Citing her own intention to travel the country during a gap year before deciding on her future, DeLory concluded by advising her fellow classmen that they have the freedom to choose their own adventure for life, “so choose wisely.”
Winner of the student speech competition, Anna Williams, offered thoughts on the meaning of goodbye.
“High School is going to change you in unexpected ways, but do not try to avoid this change. This change is good. This change will help us grow. This change is what we need to use to make this world a better place,” she said. “As we go through life, we are going to experience failure and obstacles needed in order to reach success. However, it is these failures and these obstacles that are pointing us into the right direction–to achieve our goals.”
Superintendent of Schools Jeff Szymaniak advised the graduates on life lessons is 27 years as an educator have taught him, including that they remove the words “should’ve, would’ve and could’ve” from their vocabulary.
Hayes, in addition to kicking COVID to the curb, advised students to soak in their last day among their entire class and the teachers that supported them over the past four years.
“In the face of many obstacles, you have chosen to rise, grow and succeed instead of wavering,” he said, noting those traits show their character. “You faced a pandemic head-on, not only for one academic year, but for two.”

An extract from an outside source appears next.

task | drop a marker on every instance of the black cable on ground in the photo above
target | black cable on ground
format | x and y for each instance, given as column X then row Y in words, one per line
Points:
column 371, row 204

Jones, in relating a difficult story of his own high school challenges on the wrestling team, advised students that the only thing that truly made their experience meaningful was not quitting because it seemed hard.
“You found out along the way one of the most valuable secrets to life: No matter how down and out you are, you always have more to give and just on the other side of that is where your success lies,” Jones said.